First, we have two fascinating filmed conversations. At the Graduate Center at CUNY, James Oakes talks to Sean Wilentz about his new book, Freedom National: The Destruction of Slavery in the United States, 1861-1865. And at the New-York Historical Society, Harold Holzer speaks with Tony Kushner on the subject of Lincoln (and, of course, Lincoln).
Next, we take a look into slavery at Jefferson’s university. In an article in University of Virginia Magazine and a blogpost for Encyclopedia Virginia, Brendan Wolfe contextualizes a recent archaeological discovery.
In the Washington Post, meanwhile, J. Freedom du Lac reports on Colonial Williamsburg’s difficulty recruiting slave interpreters. And how did 19th-century African American portray their own emancipations? Good interviews Deborah Willis and Barbara Krauthamer about their photographic history.

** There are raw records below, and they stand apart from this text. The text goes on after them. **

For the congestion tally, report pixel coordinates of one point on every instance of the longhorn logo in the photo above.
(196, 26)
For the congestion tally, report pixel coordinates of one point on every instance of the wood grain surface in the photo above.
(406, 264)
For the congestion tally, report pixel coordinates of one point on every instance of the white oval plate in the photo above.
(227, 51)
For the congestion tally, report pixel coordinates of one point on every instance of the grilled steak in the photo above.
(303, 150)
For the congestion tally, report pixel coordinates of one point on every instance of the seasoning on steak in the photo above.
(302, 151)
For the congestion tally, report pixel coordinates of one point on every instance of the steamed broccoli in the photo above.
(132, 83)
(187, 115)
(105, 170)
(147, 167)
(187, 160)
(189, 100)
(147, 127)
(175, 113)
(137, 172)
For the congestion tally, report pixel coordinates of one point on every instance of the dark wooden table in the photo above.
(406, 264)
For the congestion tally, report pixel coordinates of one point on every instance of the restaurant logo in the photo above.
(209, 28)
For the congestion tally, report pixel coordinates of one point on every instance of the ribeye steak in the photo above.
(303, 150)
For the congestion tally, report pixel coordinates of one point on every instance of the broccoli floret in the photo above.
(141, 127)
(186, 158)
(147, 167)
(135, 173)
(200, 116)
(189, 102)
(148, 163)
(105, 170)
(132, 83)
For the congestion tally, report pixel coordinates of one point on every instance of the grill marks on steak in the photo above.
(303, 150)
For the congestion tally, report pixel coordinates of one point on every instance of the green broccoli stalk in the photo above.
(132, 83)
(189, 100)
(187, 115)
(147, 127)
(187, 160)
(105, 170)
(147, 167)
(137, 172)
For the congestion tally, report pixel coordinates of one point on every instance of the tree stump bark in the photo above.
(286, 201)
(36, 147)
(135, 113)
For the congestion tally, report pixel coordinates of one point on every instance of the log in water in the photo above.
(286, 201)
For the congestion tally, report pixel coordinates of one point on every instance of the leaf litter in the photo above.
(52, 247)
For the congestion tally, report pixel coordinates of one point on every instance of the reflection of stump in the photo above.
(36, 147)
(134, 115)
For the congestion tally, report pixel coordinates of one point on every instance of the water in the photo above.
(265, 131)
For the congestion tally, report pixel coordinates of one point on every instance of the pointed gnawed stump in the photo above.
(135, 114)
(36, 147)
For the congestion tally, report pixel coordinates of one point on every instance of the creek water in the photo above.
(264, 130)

Meanwhile, Chris Cantwell, reflecting on the stops along Boston’s Freedom Trail, argues that public history needs greater dialogue with scholarship on religion. And shifting us from religion into, perhaps, civil religion: At First Things, Gabrielle Speach summarizes a debate on the nature of American liberalism and “the American founders’ philosophy,” a discussion that moved from that venue to the Witherspoon Center’s Public Discourse. These essays are an instructive example of a certain approach to the study and public presentation of “our political DNA.”
Whatever may be in our political genes, salesmanship is in our historical genes (or vice versa); we have peddlers, drummers, and now Cracker Barrel. For the Atlantic, Emily Chertoff reviews how Americana’s roadside salesmen have done a brisk trade in cultural history.
For a different approach to American rusticity, though, try to visit Princeton’s Firestone Library, where “A Republic in the Wilderness: Treasures of American History From Jamestown to Appomattox” is now on display. And for all your serious research purposes, Readex has announced that this spring will see the launch of “American Pamphlets, Series 1, 1820-1922,” featuring 25,000 short works from the N-YHS collections.
Keeping track of such a flood of information can be very stressful. If only we lived in a simpler time. Like us, Eric Schultz is pondering stress in the nineteenth century. Steamboats, as Harry Franco advises us, were ruining everything.
And finally this week, we give a salute to the Senate doorkeepers of yore, contemplating the days when March 4th really mattered.